Prise en charge de la crise hypertensive relative: se poser les bonnes questions, choisir le bon traitement

Prise en charge de la crise hypertensive relative: se poser les bonnes questions, choisir le bon traitement

Leserbrief
Édition
2022/1718
DOI:
https://doi.org/10.4414/fms.2022.09059
Forum Med Suisse. 2022;22(1718):303

Publié le 26.04.2022

Prise en charge de la crise hypertensive relative: se poser les bonnes questions, choisir le bon traitement

Courrier des lecteurs relatif à: Bopp A, Herren T, Matter H, Wyder D, Rudiger A. La crise hypertensive. Forum Med Suisse. 2021;21(41–42):702–11.
Nous avons pris connaissance avec intérêt de l’article récemment publié dans le Forum ­Médical Suisse au sujet de la crise hypertensive [1]. Le chapitre consacré à la prise en charge des crises hypertensives relatives nous semble mériter plusieurs commentaires.
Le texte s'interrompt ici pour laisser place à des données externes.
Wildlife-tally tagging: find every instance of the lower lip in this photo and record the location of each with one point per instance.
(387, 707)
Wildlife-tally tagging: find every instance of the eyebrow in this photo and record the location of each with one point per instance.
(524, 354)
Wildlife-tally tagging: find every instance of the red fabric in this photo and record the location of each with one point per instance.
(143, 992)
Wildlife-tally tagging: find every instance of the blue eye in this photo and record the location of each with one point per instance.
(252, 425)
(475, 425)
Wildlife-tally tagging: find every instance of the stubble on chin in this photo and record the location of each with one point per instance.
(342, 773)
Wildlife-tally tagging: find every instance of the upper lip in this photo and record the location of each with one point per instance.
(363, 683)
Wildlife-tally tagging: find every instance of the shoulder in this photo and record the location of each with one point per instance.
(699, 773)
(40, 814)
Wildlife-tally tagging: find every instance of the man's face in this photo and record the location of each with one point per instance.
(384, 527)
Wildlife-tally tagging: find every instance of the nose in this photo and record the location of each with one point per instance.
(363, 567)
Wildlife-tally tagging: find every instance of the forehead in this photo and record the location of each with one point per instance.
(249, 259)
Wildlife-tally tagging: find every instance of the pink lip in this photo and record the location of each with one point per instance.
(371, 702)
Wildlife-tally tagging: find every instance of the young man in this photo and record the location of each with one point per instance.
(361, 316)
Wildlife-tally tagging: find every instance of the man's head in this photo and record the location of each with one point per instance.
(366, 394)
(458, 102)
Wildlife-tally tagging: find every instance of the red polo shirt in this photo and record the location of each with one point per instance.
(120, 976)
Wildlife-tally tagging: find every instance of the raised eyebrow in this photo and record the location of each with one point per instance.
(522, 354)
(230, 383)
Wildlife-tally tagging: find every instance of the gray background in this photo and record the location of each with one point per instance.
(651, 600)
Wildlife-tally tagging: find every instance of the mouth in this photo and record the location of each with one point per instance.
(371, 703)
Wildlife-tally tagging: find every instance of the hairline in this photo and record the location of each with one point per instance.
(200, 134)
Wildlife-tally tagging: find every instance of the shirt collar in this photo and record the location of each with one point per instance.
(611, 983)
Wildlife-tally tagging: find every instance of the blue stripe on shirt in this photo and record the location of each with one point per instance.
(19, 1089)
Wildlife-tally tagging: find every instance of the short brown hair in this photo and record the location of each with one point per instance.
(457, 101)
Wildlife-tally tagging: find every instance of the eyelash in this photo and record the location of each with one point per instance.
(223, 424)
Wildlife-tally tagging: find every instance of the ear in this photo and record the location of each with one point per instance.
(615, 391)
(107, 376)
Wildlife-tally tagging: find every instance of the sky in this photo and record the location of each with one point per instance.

Des facteurs déclenchants à ne pas sous-estimer

Une fois la crise hypertensive absolue écartée, l’algorithme présenté en figure 1 de l’article mentionne clairement l’importance de compléter la démarche diagnostique par la recherche d’un facteur déclenchant. Parmi ces facteurs, les auteurs citent sans s’y attarder «une mauvaise observance». Nous souhaitons insister sur ce facteur dont la littérature montre qu’il est en fait l’une des principales causes de poussée hypertensive [2, 3]. Selon une étude prospective monocentrique allemande ayant évalué l’observance de manière directe (par des dosages urinaires) chez des patients admis aux urgences pour une poussée hypertensive, l’observance était mauvaise ou nulle chez plus de la moitié des patients, notamment chez ceux dont le traitement comprenait un alpha-bloquant ou au moins 3 antihypertenseurs [4].
Les auteurs mentionnent comme autre facteur déclenchant possible la prise d’un médicament ou d’une substance ayant un effet ­hypertenseur. Il nous semble important de compléter les exemples listés, car des substances et médicaments beaucoup plus courants ne sont pas cités (tab. 1 ci-dessous). Dans l’étude décrite précédemment [4], la consommation d’anti-inflammatoires non stéroïdiens (fréquemment obtenus sans prescription) et de caféine était très fréquente chez les patients inclus (respectivement 41% et 92%).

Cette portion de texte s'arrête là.